Drush makes use of standard Symfony Console events. In addition, it also fires a custom ConsoleDefinitionsEvent event (see below). Further, commands can inject an event dispatcher service via autowire (use \Psr\EventDispatcher\EventDispatcherInterface as the type hint) and then dispatch their own events (e.g. sql:sanitize, cache:clear).
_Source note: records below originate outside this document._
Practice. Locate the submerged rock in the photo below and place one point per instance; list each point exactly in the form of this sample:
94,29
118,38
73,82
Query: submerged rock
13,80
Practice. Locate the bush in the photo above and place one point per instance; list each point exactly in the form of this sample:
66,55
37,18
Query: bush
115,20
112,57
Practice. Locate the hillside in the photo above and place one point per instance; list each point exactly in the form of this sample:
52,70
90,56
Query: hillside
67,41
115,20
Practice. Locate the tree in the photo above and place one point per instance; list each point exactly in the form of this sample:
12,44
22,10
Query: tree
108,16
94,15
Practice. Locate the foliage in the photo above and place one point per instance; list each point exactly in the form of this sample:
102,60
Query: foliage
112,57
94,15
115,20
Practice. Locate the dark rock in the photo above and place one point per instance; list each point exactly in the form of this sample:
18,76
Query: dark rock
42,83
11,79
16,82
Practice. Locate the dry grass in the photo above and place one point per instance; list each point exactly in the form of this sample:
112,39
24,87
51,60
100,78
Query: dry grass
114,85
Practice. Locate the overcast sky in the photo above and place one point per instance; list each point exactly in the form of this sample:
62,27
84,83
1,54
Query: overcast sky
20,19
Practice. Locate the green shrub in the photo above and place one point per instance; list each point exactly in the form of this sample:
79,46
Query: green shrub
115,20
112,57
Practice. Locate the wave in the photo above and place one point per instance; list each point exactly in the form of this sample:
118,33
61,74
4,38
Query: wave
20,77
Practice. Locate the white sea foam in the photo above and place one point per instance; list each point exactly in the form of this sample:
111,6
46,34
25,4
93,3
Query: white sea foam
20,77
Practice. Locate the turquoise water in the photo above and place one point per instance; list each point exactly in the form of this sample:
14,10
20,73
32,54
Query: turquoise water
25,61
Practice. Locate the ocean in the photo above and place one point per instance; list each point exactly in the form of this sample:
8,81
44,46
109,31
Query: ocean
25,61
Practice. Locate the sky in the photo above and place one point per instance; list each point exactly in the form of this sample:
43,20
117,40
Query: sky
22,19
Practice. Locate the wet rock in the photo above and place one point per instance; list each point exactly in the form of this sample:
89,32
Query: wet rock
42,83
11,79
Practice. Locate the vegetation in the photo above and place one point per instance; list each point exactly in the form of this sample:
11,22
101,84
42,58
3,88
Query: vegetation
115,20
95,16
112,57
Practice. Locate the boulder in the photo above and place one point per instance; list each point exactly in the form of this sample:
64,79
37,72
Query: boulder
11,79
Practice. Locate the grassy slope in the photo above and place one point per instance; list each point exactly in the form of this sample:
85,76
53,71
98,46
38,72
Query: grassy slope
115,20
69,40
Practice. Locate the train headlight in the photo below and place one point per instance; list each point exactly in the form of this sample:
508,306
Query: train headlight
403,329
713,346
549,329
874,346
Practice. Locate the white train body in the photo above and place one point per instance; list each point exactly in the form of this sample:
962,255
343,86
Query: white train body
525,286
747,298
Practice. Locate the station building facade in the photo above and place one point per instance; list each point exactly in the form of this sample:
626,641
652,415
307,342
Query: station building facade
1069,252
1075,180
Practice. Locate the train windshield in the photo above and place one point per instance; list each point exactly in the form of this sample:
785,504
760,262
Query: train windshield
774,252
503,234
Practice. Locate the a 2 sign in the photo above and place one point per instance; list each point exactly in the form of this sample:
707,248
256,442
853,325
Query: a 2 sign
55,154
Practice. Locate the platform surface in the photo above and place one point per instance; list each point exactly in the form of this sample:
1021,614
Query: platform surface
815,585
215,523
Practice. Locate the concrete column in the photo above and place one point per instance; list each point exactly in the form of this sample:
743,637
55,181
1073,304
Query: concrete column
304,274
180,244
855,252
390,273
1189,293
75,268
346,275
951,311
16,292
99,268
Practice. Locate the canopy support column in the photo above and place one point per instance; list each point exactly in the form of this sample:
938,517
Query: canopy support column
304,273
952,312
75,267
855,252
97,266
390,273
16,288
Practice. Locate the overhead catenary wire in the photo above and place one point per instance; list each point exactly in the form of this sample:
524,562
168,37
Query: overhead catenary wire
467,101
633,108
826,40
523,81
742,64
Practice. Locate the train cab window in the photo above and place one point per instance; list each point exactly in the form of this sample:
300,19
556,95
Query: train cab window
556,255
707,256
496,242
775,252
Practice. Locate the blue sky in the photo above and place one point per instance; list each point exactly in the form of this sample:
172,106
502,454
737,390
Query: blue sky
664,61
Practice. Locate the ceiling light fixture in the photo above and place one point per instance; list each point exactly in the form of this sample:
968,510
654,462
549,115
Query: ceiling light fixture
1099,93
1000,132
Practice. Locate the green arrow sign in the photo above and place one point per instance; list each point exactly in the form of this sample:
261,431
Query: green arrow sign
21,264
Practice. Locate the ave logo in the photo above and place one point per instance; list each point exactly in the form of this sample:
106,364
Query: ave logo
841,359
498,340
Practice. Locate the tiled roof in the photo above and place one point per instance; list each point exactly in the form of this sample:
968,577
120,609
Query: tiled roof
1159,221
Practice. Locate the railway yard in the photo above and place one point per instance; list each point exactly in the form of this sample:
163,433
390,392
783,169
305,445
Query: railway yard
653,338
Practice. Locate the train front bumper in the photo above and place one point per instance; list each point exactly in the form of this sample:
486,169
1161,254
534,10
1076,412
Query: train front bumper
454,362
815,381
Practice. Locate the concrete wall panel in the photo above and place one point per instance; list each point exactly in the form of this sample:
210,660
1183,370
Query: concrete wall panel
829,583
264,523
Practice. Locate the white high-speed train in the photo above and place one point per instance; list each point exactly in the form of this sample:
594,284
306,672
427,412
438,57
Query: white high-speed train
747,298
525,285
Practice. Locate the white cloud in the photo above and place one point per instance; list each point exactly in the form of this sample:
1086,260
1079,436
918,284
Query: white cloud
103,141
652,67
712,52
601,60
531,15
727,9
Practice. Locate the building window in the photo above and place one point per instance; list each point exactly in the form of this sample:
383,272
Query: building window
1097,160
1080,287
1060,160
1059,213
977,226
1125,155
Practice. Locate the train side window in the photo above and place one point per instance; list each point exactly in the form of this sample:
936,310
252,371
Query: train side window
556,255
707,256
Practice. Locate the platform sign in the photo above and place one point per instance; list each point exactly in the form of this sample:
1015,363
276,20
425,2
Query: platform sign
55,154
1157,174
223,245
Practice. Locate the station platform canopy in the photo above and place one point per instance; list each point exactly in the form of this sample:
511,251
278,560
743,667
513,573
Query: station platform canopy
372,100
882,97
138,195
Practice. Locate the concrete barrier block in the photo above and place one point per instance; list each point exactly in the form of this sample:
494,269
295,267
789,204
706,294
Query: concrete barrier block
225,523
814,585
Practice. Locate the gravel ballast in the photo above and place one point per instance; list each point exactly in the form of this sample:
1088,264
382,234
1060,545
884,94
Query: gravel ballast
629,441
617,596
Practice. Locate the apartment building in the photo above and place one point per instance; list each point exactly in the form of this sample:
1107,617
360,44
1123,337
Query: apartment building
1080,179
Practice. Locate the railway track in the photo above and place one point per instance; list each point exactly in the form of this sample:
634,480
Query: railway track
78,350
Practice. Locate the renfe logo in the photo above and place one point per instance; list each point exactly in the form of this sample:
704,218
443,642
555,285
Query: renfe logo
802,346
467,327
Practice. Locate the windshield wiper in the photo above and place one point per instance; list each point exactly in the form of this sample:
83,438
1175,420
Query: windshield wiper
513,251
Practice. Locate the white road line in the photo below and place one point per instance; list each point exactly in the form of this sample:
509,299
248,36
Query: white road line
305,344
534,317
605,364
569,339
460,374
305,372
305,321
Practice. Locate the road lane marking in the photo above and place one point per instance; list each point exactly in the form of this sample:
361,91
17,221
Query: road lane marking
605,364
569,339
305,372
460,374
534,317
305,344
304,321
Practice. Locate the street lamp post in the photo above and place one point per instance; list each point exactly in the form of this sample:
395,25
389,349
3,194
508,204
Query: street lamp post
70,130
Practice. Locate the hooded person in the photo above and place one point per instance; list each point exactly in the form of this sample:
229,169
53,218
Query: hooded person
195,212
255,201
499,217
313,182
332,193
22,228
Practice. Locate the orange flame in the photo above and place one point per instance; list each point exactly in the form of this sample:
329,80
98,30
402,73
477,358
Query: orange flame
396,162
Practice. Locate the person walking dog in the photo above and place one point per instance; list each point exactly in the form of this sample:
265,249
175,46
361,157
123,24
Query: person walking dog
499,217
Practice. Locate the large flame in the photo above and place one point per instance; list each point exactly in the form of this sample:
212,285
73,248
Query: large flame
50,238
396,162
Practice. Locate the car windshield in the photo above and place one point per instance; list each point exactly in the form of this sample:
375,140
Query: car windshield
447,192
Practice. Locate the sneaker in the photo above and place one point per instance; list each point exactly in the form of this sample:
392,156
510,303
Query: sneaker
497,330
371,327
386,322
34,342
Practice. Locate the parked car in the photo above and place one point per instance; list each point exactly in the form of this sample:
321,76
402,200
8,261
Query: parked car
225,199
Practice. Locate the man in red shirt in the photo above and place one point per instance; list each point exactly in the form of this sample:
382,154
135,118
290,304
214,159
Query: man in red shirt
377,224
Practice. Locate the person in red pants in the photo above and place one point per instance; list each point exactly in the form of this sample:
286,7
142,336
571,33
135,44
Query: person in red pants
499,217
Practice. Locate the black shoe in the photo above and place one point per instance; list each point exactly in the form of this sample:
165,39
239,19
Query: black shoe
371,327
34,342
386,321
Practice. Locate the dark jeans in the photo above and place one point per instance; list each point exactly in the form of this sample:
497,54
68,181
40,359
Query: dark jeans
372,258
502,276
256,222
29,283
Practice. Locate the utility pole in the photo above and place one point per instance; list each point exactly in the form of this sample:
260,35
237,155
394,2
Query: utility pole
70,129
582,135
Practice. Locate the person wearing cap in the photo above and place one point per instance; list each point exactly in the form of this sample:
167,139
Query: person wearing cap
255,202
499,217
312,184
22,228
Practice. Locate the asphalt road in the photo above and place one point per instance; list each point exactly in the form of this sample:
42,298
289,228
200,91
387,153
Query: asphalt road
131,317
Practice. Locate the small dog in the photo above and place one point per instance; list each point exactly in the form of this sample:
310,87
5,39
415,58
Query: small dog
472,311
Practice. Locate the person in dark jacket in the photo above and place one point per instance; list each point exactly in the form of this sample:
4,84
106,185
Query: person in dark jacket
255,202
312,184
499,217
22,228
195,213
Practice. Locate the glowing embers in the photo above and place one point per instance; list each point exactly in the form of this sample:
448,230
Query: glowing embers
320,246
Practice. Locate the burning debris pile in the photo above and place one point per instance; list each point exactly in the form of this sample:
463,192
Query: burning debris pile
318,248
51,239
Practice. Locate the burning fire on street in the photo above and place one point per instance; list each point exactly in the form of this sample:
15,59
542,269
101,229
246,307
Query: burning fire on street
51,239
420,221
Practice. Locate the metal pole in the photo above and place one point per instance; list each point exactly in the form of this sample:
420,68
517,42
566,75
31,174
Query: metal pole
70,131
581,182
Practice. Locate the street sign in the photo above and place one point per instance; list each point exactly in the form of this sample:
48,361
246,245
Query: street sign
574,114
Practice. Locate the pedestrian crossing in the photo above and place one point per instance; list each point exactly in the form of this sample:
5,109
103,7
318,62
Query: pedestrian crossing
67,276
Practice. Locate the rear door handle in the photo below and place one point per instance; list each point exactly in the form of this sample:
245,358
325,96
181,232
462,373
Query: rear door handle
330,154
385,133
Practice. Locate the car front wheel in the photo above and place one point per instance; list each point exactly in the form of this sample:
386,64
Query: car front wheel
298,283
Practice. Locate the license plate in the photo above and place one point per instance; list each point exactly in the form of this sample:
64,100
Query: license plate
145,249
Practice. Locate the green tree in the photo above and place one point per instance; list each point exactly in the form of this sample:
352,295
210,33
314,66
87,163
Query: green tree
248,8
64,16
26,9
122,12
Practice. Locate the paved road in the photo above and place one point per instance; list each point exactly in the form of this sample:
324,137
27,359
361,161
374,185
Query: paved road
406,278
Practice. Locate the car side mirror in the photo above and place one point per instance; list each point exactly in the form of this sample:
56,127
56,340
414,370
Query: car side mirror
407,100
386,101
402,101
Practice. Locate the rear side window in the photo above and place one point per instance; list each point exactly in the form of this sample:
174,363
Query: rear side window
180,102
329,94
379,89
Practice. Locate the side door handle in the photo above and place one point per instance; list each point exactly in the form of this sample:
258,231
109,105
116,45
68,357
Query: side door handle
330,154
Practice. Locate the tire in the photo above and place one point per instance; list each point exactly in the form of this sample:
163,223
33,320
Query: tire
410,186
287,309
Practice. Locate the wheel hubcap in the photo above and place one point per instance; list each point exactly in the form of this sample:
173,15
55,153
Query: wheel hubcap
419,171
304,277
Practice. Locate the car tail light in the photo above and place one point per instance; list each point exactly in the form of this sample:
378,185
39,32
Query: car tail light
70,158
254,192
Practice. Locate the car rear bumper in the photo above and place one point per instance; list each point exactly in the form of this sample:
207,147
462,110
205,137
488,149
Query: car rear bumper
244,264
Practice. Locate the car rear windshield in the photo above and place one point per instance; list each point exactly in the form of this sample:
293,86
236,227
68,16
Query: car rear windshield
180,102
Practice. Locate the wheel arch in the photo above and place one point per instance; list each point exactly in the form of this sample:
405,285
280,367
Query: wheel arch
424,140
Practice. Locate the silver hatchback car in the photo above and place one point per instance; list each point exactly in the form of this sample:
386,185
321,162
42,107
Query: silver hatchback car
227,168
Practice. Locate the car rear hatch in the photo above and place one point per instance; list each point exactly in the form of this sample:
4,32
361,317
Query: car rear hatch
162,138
  • Drush\Event\ConsoleDefinitionsEvent. Used to modify command definitions. That is, add/remove options, usages, etc. Example: OptionsetSqlListener
  • Symfony\Component\Console\Event\ConsoleCommandEvent. Used to act before a command fires. That is, populate user input, check for validity, etc. Example: ValidateQueueNameListener
  • Symfony\Component\Console\Event\ConsoleTerminateEvent. Used to run code after a command completes. Example: DrupliconListener

Implementing a listener

In the module that wants to alter command info, add a class that:

  1. The class namespace, relative to base namespace, should be Drupal\<module-name>\Drush\Listeners and the class file should be located under the src/Drush/Listeners directory.
  2. The filename must have a name like FooListener.php. The prefix Foo can be whatever string you want. The file must end in Listener.php.
  3. The class should implement the #[AsListener] PHP Attribute.
  4. Implement your logic via a __invoke(ConsoleDefinitionsEvent $event) method. Use a different type hint to listen on a different Event.
  5. Inject the logger and any other needed dependencies in the class constructor.

Another example is the WootDefinitionListener provided by the testing 'woot' module.